Each of the following patients had undergone myeloablative conditioning with cyclophosphamide and total-body irradiation before transplantation and was receiving oral acyclovir for herpesvirus prophylaxis at the time of presentation.

Patient 1

This 32-year-old man with refractory stage IV Hodgkin disease was admitted on posttransplant day (PTD) 31 with altered mental status, anterograde amnesia, and seizures. CT of the head performed on admission was normal. Lumbar puncture yielded the following CSF levels: protein, 106.8 mg/dL; glucose, 76 mg/dL; 25 white blood cells (WBC)/mm³; and 47,000 red blood cells (RBC)/mm³. CSF appeared clear after centrifugation. Bacterial, mycobacterial, and fungal cultures revealed no growth. Results of a Cryptococcus neoformans latex agglutination test were negative. Rapid plasma reagin was nonreactive. CSF PCR was negative for herpes simplex virus (HSV), cytomegalovirus (CMV), varicella-zoster virus (HZV), enterovirus, and human herpesvirus 8. HHV6 DNA was detected in the CSF with the use of a qualitative PCR technique.

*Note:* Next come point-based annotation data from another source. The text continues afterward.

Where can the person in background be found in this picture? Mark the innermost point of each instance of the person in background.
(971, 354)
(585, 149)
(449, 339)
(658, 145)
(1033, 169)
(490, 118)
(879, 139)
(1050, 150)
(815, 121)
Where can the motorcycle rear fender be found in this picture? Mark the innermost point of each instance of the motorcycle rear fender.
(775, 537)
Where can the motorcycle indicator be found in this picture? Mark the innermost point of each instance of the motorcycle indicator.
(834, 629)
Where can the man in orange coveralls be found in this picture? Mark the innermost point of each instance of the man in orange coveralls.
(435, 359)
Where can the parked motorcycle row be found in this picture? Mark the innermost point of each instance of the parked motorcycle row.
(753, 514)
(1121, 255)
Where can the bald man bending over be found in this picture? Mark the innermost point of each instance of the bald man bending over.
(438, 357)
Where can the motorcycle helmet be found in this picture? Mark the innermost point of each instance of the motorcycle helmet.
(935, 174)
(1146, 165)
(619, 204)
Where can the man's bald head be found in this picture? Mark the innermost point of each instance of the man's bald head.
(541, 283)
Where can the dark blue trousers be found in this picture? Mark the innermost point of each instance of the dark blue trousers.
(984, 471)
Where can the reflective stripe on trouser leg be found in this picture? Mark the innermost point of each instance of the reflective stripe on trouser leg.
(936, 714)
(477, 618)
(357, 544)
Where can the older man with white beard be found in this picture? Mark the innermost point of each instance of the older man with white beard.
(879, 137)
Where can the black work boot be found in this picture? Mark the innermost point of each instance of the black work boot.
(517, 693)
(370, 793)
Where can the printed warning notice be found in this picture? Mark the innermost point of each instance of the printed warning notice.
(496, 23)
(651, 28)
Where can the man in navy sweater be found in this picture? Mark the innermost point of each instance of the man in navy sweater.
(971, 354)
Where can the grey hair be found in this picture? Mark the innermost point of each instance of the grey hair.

MR imaging (Fig 1) on admission demonstrated T2 prolongation within the medial aspect of both temporal lobes. Reduced water diffusion was seen in the right medial temporal lobe, demonstrated by hyperintensity on diffusion-weighted imaging (DWI) with corresponding hypointensity on the apparent diffusion coefficient (ADC) map. No abnormal enhancement or hemorrhage was present.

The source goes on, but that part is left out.